A background knowledge extraction means that converts How type questions into multiple questions of different types and extracts background knowledge that is an answer from a predetermined background knowledge source for each of the plurality of questions.
An answer storage means configured to normalize the vector representation of the answers included in the set of answers extracted by the background knowledge extraction means and store them as a normalized vector in association with each of the plurality of questions.
In response to being given a question vector obtained by vectorizing the How-type question, the answer storage means is accessed, and the degree of relevance between the question vector and the plurality of questions and each of the plurality of questions An update means for updating the question vector using the corresponding normalized vector, and
A question answering device including an answer determination means for determining an answer candidate for the How type question based on the question vector updated by the update means.

The update means
A first relevance calculation means for calculating the relevance between the question vector and each vector representation of the plurality of questions.
The first weighted sum vector consisting of the weighted sum of the normalized vector stored in the answer storage means is weighted by the relevance calculated by the first relevance calculation means for the question corresponding to the normalized vector. The question response device according to claim 1, further comprising a first question vector updating means for updating the question vector by calculating and linear sum of the first weighted sum vector and the question vector.
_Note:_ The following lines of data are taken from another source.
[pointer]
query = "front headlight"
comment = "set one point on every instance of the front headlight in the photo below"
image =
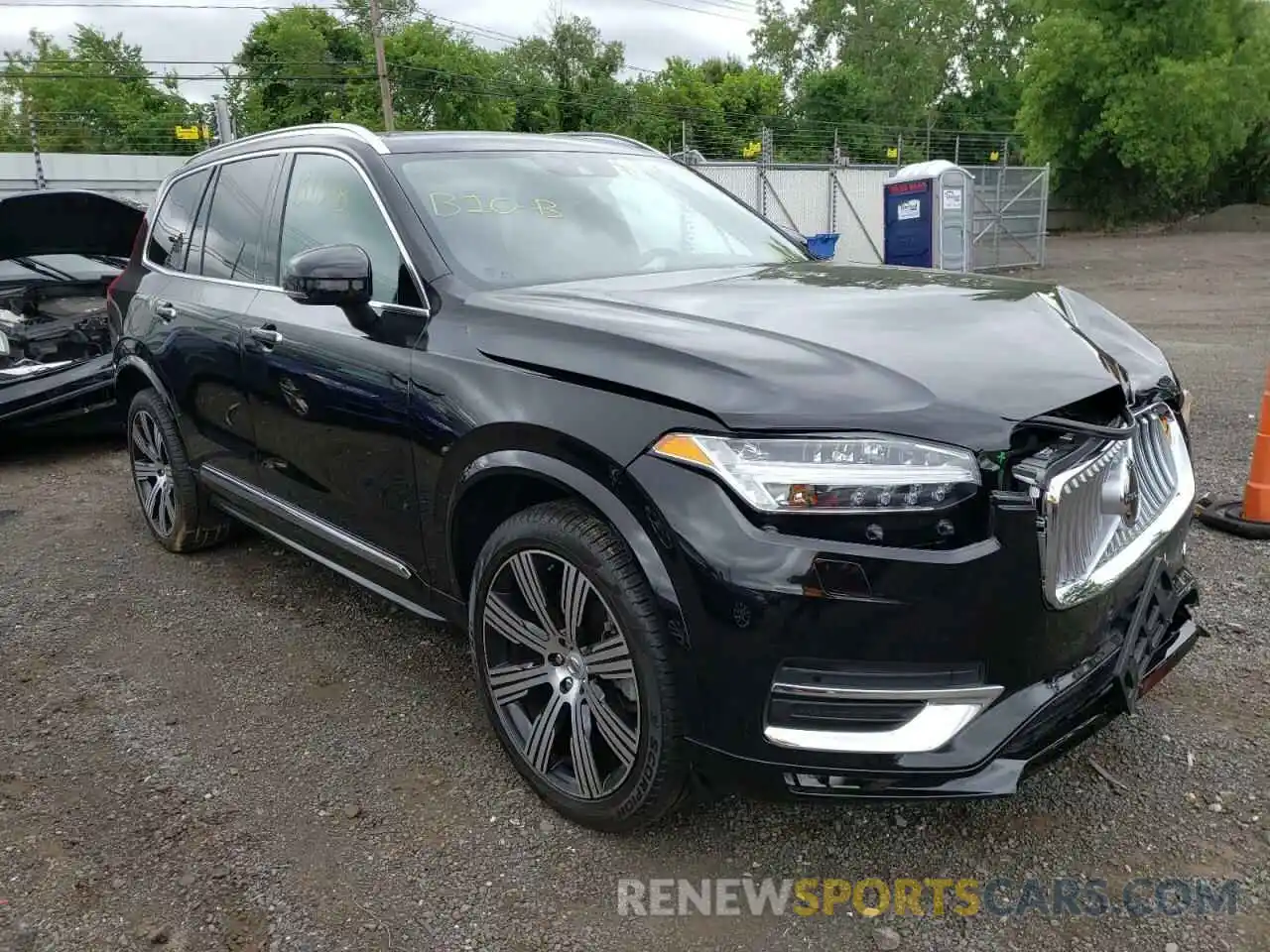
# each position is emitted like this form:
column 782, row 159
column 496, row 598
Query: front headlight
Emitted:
column 857, row 474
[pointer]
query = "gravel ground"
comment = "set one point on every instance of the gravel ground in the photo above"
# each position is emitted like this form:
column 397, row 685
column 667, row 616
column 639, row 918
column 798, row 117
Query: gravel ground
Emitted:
column 239, row 751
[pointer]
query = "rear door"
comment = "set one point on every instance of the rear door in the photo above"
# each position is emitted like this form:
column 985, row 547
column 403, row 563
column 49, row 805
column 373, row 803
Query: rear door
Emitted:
column 329, row 400
column 208, row 255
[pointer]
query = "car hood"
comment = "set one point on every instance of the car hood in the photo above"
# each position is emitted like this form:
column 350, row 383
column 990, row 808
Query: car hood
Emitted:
column 66, row 221
column 820, row 347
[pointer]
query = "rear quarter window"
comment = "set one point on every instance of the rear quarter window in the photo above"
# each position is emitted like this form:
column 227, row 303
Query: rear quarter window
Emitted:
column 171, row 235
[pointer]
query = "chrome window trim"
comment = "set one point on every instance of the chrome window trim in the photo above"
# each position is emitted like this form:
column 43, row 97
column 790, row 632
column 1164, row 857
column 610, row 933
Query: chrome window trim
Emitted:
column 339, row 128
column 285, row 151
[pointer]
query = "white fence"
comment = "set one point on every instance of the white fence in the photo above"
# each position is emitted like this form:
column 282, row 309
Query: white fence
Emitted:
column 134, row 177
column 1010, row 208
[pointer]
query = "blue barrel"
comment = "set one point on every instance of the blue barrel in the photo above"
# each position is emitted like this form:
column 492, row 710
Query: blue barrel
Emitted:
column 822, row 245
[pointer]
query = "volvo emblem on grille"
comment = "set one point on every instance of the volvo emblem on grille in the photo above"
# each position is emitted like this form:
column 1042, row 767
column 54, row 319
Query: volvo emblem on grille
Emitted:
column 1130, row 498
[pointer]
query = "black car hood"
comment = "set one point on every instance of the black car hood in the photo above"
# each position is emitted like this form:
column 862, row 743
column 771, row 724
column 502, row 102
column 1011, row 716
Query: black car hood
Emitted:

The question answering device according to claim 2, wherein the first relevance calculation means includes an inner product means for calculating the relevance by an inner product between the question vector and each vector expression of the plurality of questions. ..

Further, a second relevance calculation means for calculating the relevance between the updated question vector output by the first question vector updating means and each vector expression of the plurality of questions, and a second relevance calculation means.
The second weighted sum vector consisting of the weighted sum of the normalized vector stored in the answer storage means is weighted by the relevance calculated by the second relevance calculation means for the question corresponding to the normalized vector. As a second question vector updating means for calculating and outputting the re-updated question vector obtained by further updating the updated question vector by the linear sum of the second weighted sum vector and the question vector. 2. The question-and-answer device according to claim 2 or 3.

The question answering device according to any one of claims 1 to 3, wherein the updating means is formed by a neural network whose parameters are determined by training.

A computer program that causes a computer to function as the question answering device according to any one of claims 1 to 5.